Dois anos após o casamento, o casal ainda não tinha colocado à prova o colchão da cama. Até que, em agosto de 1984, "Maria" "apanhou o marido e um amigo dele, de nome Carlos, a dormirem na mesma cama", o que lhe causou "um enorme abalo psíquico e físico", já que, continua o acórdão, "se apercebeu de que o marido além de impotente era homossexual". Um dois em um, para "Maria", obviamente. Em tribunal, a mulher peticionou (é assim que se diz) uma indemnização de mil contos, atualmente cinco mil euros, por danos morais, alegando que viu "frustradas as expectativas de ser mãe, além de se sentir servida como um qualquer instrumento, sem respeito e consideração".
Em primeira instância, considerou-se que, de facto, a senhora tinha direito a uma indemnização. Não dos tais mil contos, mas o tribunal ficou-se pela metade, 500 (2500 euros), verba confirmada pelo Tribunal da Relação de Coimbra. Inconformada, "Maria" avançou com um recurso para o Supremo Tribunal de Justiça, que a 26 de junho de 1991 decidiu juntar mais 250 contos (1250 euros) à indemnização anteriormente decidida.
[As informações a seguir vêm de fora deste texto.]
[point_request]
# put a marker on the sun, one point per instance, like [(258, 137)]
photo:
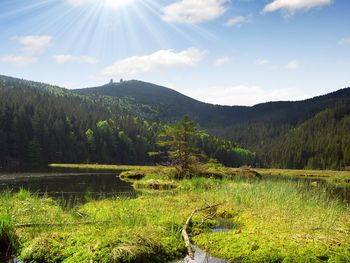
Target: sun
[(115, 4), (110, 4)]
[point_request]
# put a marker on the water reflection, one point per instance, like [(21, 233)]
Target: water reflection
[(70, 187)]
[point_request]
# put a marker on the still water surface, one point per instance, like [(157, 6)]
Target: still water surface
[(68, 186), (81, 187)]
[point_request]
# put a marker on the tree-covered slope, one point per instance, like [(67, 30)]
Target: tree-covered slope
[(254, 127), (118, 123), (42, 124), (319, 143)]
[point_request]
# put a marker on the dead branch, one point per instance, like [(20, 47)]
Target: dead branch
[(185, 228), (27, 225)]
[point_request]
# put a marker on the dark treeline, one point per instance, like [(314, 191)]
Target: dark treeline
[(322, 142), (41, 124)]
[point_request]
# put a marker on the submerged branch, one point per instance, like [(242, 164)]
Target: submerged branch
[(186, 226), (27, 225)]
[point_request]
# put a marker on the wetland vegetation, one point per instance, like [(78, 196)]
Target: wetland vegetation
[(272, 221)]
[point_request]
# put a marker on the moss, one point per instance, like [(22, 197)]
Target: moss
[(271, 221), (155, 185), (8, 237)]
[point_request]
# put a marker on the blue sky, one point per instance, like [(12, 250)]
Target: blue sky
[(232, 52)]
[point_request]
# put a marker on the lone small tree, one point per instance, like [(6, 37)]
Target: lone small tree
[(179, 141)]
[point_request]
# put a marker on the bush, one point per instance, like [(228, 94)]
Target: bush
[(8, 238)]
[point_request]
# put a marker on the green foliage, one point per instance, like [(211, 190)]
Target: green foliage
[(320, 143), (8, 237), (41, 124), (268, 221), (179, 142)]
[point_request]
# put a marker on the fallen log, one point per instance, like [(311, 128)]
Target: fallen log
[(185, 229)]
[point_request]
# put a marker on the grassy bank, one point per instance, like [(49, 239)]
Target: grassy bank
[(333, 177), (273, 221)]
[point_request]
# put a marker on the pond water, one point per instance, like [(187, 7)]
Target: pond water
[(340, 192), (69, 187), (75, 188)]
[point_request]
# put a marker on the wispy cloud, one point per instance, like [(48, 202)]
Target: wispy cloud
[(246, 95), (62, 59), (194, 11), (292, 6), (261, 62), (115, 4), (34, 45), (222, 61), (19, 61), (238, 21), (160, 60), (293, 65), (344, 41)]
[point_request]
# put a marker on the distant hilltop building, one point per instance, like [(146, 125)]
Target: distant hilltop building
[(112, 82)]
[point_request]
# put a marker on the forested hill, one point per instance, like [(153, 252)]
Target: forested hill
[(42, 124), (118, 123), (257, 128)]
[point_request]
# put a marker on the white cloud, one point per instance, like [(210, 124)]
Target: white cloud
[(344, 41), (246, 95), (194, 11), (115, 4), (293, 65), (160, 60), (237, 21), (261, 62), (62, 59), (34, 45), (222, 61), (292, 6), (19, 60)]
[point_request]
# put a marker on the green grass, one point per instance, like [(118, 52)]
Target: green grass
[(98, 167), (272, 221), (333, 177)]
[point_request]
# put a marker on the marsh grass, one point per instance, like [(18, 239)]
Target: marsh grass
[(273, 221)]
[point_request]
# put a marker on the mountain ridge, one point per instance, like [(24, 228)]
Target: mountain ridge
[(261, 128)]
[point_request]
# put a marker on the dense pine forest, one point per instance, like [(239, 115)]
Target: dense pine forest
[(120, 123), (41, 124)]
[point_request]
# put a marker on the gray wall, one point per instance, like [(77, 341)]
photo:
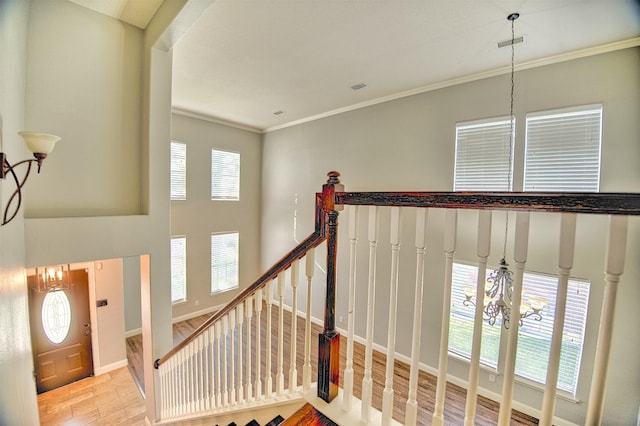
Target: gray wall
[(197, 216), (409, 144), (18, 404)]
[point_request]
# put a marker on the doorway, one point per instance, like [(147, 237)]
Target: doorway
[(61, 332)]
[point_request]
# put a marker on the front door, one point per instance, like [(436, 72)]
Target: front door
[(61, 332)]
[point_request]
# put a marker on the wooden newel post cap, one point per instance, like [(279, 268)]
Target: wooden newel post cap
[(334, 177), (333, 185)]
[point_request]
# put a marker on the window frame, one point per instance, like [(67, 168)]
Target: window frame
[(473, 134), (220, 190), (529, 324), (577, 175)]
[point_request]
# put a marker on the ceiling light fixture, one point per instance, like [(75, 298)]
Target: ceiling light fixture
[(41, 144), (497, 299)]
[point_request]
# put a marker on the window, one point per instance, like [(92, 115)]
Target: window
[(224, 261), (563, 150), (483, 159), (178, 269), (178, 171), (225, 175), (534, 338)]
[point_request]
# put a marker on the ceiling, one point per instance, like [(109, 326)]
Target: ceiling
[(243, 61)]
No recurso, "Maria" alegou, em resumo, que os factos que "fundamentaram o divórcio causaram à recorrente profundo traumatismo psíquico que ainda hoje não conseguiu curar, destruindo-se-lhe, consequentemente, toda a sua vida pessoal, familiar e profissional".
Três juízes conselheiros intervieram no processo, discorrendo abundantemente sobre o caso, recorrendo à mais variada doutrina dos melhores pensadores. Recorde-se que tudo poderia ser mais simples com o Na minha cama com ela de Mónica Sintra, mas o álbum só foi lançado em 1999, o que levou os juízes a terem de recorrer a professores de Direito.
Dando razão a "Maria", os conselheiros declararam que "o dever de coabitar impõe que se habite, viva em comum, intimamente, incluindo, também, uma comunhão de leito". Portanto, não pode haver casamento sem uma consumação carnal do mesmo. "Não é com indiferença que um cônjuge, querendo ser pai ou mãe, e completar, em pleno, o seu anseio em atos sexuais, gerador de amor e de novas vidas, se depare com um homossexual que lhe frustre os seus naturais anseios de dar e receber amor", acrescentaram ainda os doutos conselheiros, sem deixar de referir que "a pratica de homossexualidade ofende a respeitabilidade do outro cônjuge e atinge o casal na consideração social e apreço publico". É chato estar casado(a) com um(a) gay. Parece que, simplesmente, a coisa não funciona. E, pior do que isso, "a prática de homossexualidade ofende a respeitabilidade do outro cônjuge e atinge o casal na consideração social e apreço público". Aparentemente, na aldeia toda a gente comentava as inclinações de António...
Já que se começou esta crónica com Mónica Sintra, termina-se com Salvador Sobral e com a ideia para uma futura canção: "Amar pelos três".